Apr
21
Toute résistance est inutile !

27 revues mensuelles, voir hebdomadaires plus tard vous voilà à jour, pour une semaine seulement des connaissances fluctuantes qu'un Pic de la Mirandole juriste aura absorbées à la condition de ne faire que cela et d'avoir fait des études complètes sans aucune lacune au départ de ses abonnements.

Car le juriste omniscient ne peut pas avoir le loisir de recevoir des clients, faire ses dossiers et les plaider (ce qui implique aussi d'avoir le temps de se battre avec un RPVA qui n'est pas encore au point...aujourd'hui lors des téléchargements de mes conclusions il m'a jeté avec la mention « Bad Gateway. The proxy server receveid an invalid response from ustream server »).

Comme Philippe BOUVARD disait : « On n'a pas le temps de faire la critique d'une pièce de théâtre et aller la voir, il faut choisir. »

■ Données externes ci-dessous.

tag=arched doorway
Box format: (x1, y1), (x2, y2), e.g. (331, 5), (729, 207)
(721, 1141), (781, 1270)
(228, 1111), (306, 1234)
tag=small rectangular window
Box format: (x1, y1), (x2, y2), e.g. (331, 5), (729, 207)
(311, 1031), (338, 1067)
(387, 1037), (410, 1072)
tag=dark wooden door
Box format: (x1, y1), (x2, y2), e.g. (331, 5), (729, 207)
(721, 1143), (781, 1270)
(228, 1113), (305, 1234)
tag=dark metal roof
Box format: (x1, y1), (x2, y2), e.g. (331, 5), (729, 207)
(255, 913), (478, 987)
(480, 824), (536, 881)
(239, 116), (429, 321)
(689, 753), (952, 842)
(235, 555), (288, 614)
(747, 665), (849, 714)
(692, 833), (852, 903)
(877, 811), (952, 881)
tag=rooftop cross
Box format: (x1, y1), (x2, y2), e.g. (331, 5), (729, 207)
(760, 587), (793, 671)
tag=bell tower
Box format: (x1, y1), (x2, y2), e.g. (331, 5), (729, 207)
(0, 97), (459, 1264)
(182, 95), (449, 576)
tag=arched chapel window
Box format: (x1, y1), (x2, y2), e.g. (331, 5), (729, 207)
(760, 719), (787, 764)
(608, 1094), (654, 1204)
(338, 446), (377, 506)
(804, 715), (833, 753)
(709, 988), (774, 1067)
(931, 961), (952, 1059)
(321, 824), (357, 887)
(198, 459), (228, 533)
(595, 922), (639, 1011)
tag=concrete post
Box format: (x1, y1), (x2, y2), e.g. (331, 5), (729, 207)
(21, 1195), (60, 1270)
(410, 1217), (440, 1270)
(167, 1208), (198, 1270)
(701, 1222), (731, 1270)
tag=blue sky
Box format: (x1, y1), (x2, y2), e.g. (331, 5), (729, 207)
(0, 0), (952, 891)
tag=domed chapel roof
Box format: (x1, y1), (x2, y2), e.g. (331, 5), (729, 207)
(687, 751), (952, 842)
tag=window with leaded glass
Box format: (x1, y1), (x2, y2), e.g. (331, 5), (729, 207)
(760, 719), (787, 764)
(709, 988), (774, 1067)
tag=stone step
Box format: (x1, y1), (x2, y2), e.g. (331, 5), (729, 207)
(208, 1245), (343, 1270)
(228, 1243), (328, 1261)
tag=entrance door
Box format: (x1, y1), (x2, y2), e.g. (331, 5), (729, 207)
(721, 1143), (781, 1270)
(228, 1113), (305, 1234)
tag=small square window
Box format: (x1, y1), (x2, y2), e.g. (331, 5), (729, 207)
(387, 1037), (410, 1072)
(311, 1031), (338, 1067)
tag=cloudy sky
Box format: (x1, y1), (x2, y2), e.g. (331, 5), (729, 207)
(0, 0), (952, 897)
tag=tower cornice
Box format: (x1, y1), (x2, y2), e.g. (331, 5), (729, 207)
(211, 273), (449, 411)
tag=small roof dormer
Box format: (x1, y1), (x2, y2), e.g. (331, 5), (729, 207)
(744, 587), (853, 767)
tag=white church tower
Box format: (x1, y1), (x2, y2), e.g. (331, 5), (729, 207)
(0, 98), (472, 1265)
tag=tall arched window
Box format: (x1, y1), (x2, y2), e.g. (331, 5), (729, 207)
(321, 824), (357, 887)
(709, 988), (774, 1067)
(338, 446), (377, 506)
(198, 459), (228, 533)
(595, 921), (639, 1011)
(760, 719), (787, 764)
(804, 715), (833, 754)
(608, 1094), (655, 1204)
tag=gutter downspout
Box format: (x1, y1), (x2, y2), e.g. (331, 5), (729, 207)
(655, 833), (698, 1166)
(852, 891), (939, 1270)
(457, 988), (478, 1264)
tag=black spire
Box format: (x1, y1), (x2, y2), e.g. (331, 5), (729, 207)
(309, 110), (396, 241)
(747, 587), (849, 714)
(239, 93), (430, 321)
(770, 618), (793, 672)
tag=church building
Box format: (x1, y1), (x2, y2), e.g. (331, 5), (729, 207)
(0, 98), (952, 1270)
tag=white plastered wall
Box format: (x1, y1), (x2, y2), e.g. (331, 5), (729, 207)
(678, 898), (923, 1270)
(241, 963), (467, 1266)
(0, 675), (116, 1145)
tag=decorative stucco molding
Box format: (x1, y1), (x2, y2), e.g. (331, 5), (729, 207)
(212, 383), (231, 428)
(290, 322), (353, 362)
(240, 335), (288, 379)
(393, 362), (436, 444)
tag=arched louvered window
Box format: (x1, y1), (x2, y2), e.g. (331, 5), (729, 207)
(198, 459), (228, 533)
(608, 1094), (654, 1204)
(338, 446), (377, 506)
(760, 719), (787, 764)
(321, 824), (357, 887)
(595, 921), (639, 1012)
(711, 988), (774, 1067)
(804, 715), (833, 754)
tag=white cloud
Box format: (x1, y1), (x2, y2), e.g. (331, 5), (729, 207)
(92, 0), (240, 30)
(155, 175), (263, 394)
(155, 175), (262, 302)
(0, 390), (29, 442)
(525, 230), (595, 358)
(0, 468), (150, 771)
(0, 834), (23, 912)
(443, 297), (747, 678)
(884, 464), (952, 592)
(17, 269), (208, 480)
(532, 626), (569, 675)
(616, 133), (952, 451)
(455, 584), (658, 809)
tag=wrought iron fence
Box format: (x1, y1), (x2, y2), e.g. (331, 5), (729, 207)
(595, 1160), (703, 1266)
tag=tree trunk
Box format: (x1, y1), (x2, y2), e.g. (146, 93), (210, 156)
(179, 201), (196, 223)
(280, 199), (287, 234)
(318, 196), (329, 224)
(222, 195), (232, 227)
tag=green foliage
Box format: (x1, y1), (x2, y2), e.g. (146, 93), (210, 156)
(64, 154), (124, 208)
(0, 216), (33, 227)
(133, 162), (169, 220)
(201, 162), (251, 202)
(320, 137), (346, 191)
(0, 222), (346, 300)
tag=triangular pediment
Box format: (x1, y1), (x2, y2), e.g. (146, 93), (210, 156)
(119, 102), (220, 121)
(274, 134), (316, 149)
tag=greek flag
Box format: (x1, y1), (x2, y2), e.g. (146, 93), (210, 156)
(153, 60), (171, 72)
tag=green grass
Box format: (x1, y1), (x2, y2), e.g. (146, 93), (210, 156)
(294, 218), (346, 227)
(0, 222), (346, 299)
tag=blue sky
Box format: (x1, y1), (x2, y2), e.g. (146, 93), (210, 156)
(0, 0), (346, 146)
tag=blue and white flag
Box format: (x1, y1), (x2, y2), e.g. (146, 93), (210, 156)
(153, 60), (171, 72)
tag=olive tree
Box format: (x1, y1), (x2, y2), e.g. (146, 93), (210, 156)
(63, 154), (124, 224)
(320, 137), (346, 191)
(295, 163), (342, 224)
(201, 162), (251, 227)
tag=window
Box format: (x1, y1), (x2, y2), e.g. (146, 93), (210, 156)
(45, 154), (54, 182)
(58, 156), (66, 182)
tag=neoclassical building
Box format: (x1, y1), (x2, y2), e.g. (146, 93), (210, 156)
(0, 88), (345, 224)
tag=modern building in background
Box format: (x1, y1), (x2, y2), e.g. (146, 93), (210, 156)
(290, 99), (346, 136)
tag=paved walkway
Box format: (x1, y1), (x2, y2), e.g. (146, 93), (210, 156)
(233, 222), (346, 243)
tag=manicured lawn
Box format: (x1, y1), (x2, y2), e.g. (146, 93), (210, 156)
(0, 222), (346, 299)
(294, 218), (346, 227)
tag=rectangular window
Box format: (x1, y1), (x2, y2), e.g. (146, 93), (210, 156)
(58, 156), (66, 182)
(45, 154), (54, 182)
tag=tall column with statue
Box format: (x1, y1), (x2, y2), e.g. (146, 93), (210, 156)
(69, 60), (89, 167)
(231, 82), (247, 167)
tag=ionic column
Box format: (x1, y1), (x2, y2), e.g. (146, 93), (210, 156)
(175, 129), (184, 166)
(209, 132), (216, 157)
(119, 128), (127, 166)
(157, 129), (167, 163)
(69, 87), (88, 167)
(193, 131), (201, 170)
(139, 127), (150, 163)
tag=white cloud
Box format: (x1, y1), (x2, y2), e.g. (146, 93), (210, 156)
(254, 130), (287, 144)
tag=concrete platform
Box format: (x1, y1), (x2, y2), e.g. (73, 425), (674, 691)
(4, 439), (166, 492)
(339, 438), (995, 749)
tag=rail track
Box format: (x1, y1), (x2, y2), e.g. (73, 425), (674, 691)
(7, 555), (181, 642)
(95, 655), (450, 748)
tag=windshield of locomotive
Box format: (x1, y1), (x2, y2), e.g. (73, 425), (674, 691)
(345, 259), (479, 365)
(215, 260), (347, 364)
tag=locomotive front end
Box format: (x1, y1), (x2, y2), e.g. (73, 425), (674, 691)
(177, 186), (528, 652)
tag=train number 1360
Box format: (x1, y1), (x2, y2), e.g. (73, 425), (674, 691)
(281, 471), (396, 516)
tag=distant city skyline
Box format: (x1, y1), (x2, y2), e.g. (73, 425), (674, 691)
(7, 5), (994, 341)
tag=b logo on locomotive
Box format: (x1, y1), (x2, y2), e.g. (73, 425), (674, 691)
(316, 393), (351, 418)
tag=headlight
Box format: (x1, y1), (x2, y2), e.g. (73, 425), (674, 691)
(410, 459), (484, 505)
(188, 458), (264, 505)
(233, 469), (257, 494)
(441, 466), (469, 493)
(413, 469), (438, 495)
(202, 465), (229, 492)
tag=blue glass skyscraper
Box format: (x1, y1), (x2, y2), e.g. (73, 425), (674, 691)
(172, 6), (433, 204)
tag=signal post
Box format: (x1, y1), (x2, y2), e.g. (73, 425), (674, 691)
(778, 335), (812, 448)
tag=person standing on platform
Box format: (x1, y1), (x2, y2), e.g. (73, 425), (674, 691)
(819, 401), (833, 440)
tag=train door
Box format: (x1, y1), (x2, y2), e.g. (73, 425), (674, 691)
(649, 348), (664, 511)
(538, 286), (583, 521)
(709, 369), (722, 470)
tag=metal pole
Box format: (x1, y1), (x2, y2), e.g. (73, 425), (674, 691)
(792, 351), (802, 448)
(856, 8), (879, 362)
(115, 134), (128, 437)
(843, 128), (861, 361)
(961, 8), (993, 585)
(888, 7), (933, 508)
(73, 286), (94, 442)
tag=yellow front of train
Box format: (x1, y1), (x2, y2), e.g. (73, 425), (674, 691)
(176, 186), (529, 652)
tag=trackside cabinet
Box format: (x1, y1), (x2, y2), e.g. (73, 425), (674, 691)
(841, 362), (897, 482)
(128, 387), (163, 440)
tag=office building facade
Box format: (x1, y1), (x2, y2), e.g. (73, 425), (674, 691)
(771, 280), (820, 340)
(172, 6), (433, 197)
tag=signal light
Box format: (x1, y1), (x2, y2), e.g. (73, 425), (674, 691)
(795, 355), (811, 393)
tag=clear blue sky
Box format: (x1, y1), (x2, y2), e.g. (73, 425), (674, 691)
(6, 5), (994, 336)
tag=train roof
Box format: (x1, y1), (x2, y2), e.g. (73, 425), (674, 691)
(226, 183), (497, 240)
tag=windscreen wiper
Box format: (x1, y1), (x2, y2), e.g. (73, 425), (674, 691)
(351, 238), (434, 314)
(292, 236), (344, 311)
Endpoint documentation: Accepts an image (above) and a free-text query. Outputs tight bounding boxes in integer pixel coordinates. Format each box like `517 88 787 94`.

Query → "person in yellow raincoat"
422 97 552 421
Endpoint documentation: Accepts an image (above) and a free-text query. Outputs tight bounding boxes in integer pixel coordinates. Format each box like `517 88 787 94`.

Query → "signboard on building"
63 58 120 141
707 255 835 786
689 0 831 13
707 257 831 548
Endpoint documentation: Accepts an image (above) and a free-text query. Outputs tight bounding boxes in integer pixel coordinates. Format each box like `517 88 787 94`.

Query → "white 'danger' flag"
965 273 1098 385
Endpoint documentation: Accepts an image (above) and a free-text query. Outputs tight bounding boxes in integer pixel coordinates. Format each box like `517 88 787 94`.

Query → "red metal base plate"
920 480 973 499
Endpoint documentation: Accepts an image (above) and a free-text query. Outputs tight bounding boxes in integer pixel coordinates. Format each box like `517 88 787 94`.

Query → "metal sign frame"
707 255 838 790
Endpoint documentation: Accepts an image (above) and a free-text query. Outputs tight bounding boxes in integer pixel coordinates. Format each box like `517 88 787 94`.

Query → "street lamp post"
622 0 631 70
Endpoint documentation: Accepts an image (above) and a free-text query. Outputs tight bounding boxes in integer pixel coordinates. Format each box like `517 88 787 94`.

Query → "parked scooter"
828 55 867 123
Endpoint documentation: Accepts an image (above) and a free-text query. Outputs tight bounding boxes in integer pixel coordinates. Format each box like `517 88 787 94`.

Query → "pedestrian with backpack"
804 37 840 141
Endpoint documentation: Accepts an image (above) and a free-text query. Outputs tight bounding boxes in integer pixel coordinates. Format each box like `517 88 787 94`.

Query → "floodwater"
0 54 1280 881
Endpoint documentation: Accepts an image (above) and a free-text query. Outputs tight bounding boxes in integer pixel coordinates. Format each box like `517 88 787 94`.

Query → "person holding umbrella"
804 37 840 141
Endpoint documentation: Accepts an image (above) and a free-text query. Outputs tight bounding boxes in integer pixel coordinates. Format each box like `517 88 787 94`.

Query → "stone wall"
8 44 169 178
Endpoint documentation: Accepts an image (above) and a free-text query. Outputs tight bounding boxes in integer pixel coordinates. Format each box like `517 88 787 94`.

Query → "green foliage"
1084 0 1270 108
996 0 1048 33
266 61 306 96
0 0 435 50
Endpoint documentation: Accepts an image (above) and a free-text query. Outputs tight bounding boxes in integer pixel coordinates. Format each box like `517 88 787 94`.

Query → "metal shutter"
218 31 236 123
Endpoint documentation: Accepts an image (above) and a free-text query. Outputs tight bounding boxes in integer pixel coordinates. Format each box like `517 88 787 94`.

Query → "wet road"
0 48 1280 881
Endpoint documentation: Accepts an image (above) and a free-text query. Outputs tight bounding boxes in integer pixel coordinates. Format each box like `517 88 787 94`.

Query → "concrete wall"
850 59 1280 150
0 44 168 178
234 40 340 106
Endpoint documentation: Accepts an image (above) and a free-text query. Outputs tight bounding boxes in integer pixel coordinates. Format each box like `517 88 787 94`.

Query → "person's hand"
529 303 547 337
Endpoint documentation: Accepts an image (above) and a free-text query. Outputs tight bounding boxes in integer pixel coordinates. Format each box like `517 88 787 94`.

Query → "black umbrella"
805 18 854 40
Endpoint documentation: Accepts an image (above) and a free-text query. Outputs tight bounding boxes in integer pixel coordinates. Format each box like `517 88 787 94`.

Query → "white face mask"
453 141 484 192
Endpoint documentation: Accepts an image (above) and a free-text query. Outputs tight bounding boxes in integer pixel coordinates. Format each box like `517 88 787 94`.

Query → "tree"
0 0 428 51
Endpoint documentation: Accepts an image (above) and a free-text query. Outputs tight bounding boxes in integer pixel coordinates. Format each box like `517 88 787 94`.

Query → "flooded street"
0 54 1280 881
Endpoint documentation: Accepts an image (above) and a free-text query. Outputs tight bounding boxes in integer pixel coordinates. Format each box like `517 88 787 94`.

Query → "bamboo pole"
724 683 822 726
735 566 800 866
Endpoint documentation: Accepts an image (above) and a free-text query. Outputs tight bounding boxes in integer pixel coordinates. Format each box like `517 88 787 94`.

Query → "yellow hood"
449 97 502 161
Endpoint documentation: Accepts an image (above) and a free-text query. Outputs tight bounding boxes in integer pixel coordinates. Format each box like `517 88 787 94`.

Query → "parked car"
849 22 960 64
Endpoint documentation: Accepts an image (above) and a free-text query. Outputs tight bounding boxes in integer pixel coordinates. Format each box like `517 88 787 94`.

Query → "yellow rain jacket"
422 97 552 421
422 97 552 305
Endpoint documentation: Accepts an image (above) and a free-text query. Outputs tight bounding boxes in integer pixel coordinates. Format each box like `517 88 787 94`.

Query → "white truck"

La solution est donc la fuite dans l'hyper spécialisation qui permet de mener une vie d'avocat complète à la condition de ne traiter que de celle-ci. Et encore, je connais de nombreux confrères qui ont une spécialité très pointue (genre licenciements économiques, le temps de travail légal (vue la somme des textes accumulés), le droit syndical dans l'entreprise, où les AGO ou E pour les société anonymes aux titres non cotés parce que si ils sont cotés c'est l'étage au dessus sur deux fois plus de m2 vu l'énormité du problème mais ce ne sont que des exemples humoristiques - mais si c'est drôle je vous l'assure) qui ne peuvent pas quitter leur bureau sinon pour rencontrer leurs clients. Le droit paralyse l'économie et la vie sociale. Ce n'est pas son but. A qui cela rapporte-t-il donc ? Poser la question et établir la liste de tous les intervenants permet de dénombrer l'armée qui nourrit la vague permanente déferlante de conventions internationales, lois, décrets, arrêtés, circulaires, conventions collectives, accords nationaux, de branche, professionnels ou pas, « soft law » (code de bonne conduite, gouvernance, protocole de procédure, etc...) jurisprudences, publications...

Vu les contraintes annoncés, nous aurons des confrères spécialisés dans les gardes à vue qui eux au moins verrons les clients du Cabinet auquel ils appartiennent mais seront d'astreinte permanente, lit de camps compris.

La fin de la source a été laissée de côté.